The whole aim of practical politics is to keep the populace alarmed (and hence clamorous to be led to safety) by menacing it with an endless series of hobgoblins, all of them imaginary.

H.L. Mencken

Sunday, January 2, 2011

Required Reading

Feeling bad about your minimum wage job?  Have a deathburger!

http://www.nytimes.com/2011/01/02/opinion/02kristof.html?_r=1&hp

Kristof cites a study that shows that inequality is incredibly injurious to the population as a whole, especially a population where those with less make up such a large percentage of the population.

Because we are intensely aware of where we stand in society as a whole and because most of us stand pretty far below the Galtian Wall Street Banksters in terms of wealth and the ability to violate the law with impunity, we feel pretty shitty.

And that actively makes us sick.

It also makes us violent.

In Bowling for Columbine, Michael Moore raised a good question.  America and Canada have roughly the same amount of guns per capita, but Americans commit a far greater number of murders and violent gun crimes per person than do the Canadians.  Why is that?

Clearly, this study suggests that the fact that America is very much more unequal than Canada would be a leading explanation of this phenomenon.

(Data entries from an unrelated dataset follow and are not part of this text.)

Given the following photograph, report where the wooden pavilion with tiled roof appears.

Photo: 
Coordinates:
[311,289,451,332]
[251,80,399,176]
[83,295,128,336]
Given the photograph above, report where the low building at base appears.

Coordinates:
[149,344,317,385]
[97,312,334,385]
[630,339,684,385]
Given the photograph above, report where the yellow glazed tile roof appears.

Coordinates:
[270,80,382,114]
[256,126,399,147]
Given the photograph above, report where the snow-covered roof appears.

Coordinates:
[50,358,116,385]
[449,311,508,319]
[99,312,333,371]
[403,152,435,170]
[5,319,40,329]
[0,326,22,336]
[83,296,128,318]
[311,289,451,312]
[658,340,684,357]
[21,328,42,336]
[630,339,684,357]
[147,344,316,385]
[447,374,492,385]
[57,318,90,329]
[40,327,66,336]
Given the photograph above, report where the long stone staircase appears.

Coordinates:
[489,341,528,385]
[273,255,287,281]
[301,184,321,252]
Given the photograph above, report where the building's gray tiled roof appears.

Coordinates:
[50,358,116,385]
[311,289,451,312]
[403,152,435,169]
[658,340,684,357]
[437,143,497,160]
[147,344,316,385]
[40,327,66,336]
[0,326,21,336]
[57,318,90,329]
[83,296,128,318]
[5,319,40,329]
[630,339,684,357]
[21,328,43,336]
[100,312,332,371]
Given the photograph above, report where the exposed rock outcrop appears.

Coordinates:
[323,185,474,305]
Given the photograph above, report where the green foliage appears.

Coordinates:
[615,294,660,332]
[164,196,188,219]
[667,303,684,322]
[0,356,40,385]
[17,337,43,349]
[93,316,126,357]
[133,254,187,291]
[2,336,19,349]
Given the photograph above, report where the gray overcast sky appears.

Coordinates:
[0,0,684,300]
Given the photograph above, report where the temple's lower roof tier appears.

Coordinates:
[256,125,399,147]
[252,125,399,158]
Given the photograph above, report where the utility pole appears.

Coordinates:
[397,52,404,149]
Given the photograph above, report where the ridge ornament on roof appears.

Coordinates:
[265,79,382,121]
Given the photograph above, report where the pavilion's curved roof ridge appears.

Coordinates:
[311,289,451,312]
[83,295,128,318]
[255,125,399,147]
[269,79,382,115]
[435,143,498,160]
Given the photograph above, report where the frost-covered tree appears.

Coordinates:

The authors of the study are epidemiologists not political scientists, so let me be clear in saying that they are not advocating a radical redistribution of wealth and greater equality.

That's what I'm doing.

Also, harkening back to the previous post, the times when political violence was at its highest in this country - aside from the Civil War - was during the Gilded Age. I've wondered in other posts, why we haven't had more riots in this country.

I think the American genius has been Jay Gould's observation that he could hire half the working class to kill the other half.  Nowadays that mechanism is on autopilot.